Le juge Kouri a trouvé des éléments contradictoires et invraisemblables dans les versions de M. Lavallière et de Mme Trottier. Il s'est étonné que celle-ci n'ait rien vu de la détresse de son mari. D'autre part, il a estimé «tout aussi étrange» que M. Lavallière «puisse continuer à travailler pour son entreprise et ne pas être en mesure de remplir ses fonctions à l'intérieur du bâtiment opéré par sa conjointe».

Le magistrat conclut que Mme Trottier a failli à ses devoirs de propriétaire d'un élevage de bovins et l'a déclarée coupable. Les plaidoiries sur la peine auront lieu en septembre. Ce type d'infraction est punissable d'une amende maximale de 15 000$.

Mme Trottier était absente quand La Presse a téléphoné chez elle, hier.

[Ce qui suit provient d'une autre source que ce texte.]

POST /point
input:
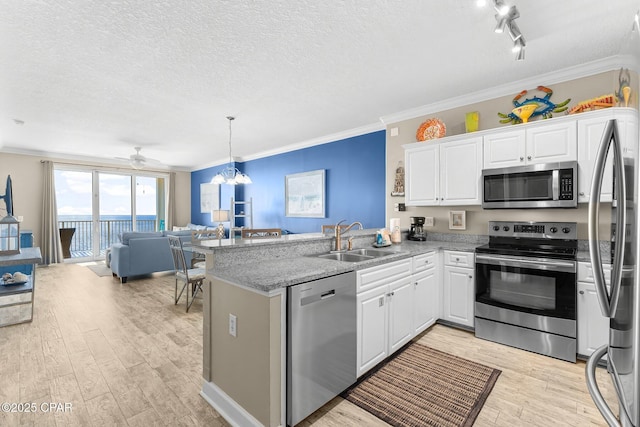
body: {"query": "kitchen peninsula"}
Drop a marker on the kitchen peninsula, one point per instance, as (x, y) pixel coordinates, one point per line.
(245, 312)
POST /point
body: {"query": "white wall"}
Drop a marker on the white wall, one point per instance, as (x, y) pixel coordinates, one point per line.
(26, 176)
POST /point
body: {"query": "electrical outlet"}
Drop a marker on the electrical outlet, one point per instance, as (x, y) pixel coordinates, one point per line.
(233, 325)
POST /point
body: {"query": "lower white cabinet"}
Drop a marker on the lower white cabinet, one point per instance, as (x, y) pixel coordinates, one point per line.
(458, 288)
(427, 302)
(593, 327)
(385, 321)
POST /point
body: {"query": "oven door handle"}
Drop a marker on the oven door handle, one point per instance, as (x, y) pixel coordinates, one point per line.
(547, 264)
(610, 138)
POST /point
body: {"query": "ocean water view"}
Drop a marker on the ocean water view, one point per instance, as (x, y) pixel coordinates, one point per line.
(111, 226)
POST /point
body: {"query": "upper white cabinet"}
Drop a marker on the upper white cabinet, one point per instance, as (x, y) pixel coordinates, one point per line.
(460, 172)
(422, 175)
(443, 174)
(539, 143)
(590, 132)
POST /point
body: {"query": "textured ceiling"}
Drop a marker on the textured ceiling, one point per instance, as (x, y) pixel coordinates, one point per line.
(96, 78)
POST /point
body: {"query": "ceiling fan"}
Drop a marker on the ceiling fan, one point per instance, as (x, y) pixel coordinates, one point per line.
(138, 161)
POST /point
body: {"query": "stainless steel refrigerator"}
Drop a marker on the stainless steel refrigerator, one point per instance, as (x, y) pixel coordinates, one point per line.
(621, 302)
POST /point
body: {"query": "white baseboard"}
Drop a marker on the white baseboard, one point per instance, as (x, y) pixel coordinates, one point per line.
(233, 413)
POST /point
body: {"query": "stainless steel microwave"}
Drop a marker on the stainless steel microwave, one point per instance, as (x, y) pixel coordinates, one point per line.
(548, 185)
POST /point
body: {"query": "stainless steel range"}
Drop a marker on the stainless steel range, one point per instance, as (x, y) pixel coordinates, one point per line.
(526, 287)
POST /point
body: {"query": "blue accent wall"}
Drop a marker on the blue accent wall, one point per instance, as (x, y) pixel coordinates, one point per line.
(354, 188)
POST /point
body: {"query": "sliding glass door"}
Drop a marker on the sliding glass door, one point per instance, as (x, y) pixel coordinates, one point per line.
(96, 206)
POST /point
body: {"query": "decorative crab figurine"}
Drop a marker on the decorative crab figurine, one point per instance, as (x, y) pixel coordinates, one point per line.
(546, 108)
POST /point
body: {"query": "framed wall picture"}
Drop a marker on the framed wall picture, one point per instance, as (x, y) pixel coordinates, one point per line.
(304, 194)
(209, 197)
(457, 220)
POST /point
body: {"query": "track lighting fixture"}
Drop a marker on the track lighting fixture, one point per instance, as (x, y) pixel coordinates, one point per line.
(505, 18)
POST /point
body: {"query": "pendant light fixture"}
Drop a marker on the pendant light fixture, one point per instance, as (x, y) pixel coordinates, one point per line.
(231, 175)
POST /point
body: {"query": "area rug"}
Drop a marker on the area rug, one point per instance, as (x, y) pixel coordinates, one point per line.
(100, 269)
(422, 386)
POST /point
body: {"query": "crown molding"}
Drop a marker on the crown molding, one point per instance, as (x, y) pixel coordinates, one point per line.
(90, 161)
(362, 130)
(558, 76)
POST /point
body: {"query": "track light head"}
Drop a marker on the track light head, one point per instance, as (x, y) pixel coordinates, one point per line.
(502, 22)
(514, 31)
(500, 7)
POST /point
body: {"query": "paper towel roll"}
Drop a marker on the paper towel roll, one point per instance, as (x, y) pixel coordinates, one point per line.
(394, 226)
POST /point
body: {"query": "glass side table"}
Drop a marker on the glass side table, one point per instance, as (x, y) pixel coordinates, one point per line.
(16, 301)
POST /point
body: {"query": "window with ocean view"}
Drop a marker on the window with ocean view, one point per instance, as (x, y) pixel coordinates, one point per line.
(95, 207)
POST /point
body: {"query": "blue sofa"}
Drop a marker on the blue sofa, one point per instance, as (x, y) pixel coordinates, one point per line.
(141, 253)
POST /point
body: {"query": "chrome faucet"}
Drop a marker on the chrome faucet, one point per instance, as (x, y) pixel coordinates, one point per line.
(339, 232)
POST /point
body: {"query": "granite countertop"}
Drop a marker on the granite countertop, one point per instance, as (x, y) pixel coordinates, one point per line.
(275, 273)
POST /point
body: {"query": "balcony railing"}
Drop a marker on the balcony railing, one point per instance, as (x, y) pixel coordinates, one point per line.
(110, 230)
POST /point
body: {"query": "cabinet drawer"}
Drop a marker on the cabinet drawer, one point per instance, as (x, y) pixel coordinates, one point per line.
(585, 272)
(23, 297)
(15, 314)
(424, 262)
(459, 259)
(382, 274)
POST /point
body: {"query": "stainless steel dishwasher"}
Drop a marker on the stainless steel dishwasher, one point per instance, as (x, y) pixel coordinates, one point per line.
(321, 343)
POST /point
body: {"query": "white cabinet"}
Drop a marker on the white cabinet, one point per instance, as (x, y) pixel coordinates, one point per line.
(538, 142)
(590, 131)
(422, 175)
(384, 312)
(460, 172)
(371, 328)
(593, 327)
(458, 288)
(427, 306)
(443, 174)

M. Lavallière a répondu qu'il n'y aurait pas de commentaires. Le couple élève maintenant des chèvres.

Il est à noter que Mme Trottier n'était aucunement accusée de négligence envers ses animaux. Le MAPAQ transmet la preuve et c'est le directeur des poursuites criminelles et pénales qui porte les accusations, a indiqué Alexandre Noël, du MAPAQ.